William Lodge (July 4, 1649 – 1689) was an English engraver and printmaker of the Baroque period.

==Life==
He was born in Yorkshire, where his father was a merchant, and he inherited a degree of financial independence. Lodge was educated first at Leeds, then at Jesus College in Cambridge, then studied law at Lincoln's Inn. He however mostly appears to have been employed in drawing and engraving. He was a friend of the fellow engraver, Francis Place, and enjoyed an informal salon of intellectuals at York. These included Dr. Martin Lister, Ralph Thoresby, and Henry Gyles the glass painter.

==Works==
Lodge is known best for his engravings. When he accompanied Thomas Belasyse, Earl of Fanconbery, on his embassy to Venice, he became acquainted with a picture book, Viaggio Pittoresco, by Giacomo Barri).
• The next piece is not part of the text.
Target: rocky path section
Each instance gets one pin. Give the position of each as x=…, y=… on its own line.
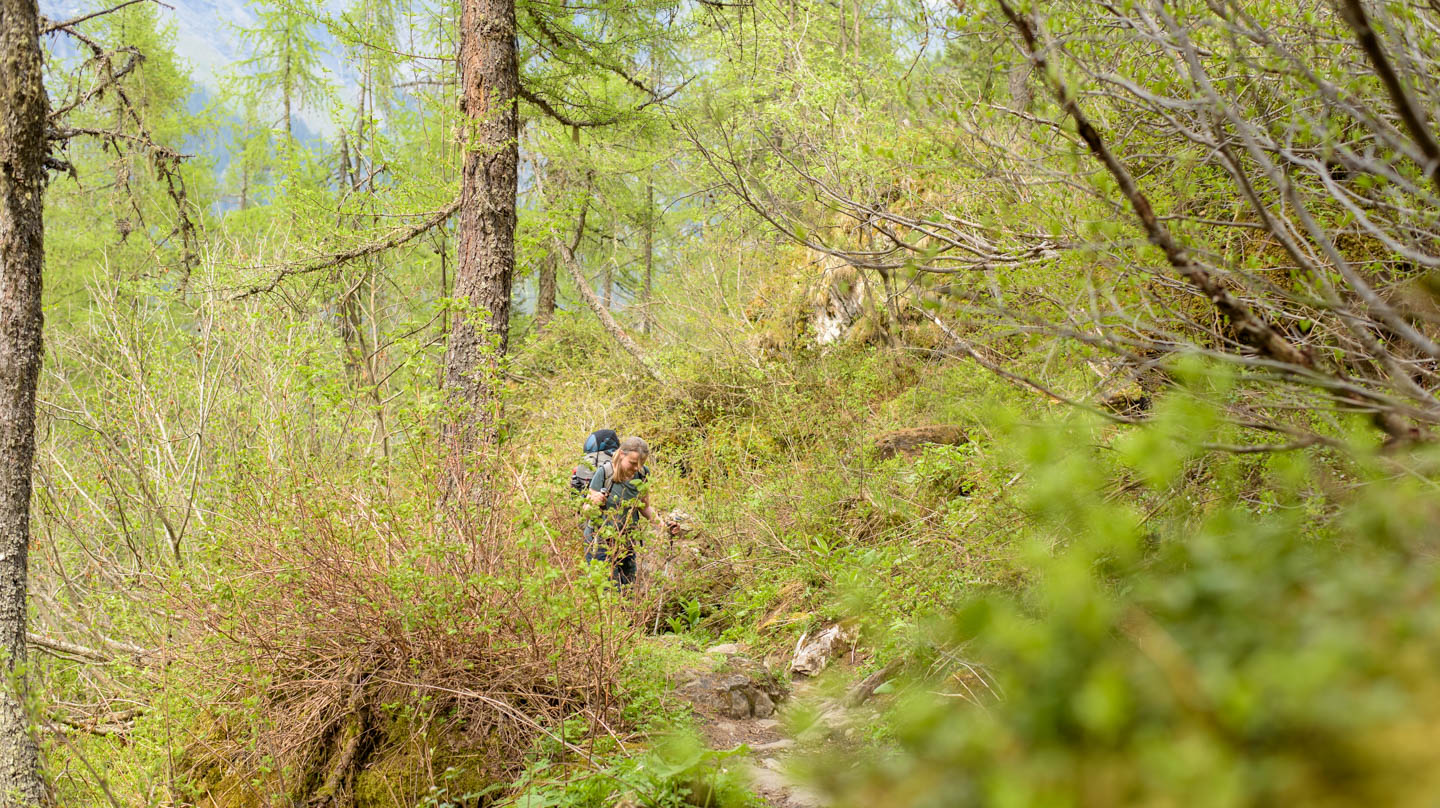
x=739, y=705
The chapters were introduced by a vedute of a city or town of Italy, and followed by a series of engravings of famous paintings in that locus. Lodge had the book republished, copying images. It was entitled The Painter's Voyage of Italy, in which all the famous paintings of the most eminent Masters are particularised, as they are preserved in the several cities of Italy.

He also engraved scientific papers for Martin Lister. He is known to have engraved a portrait of Oliver Cromwell. He was an avid draughtsman of landscapes throughout England, Wales, and Ireland.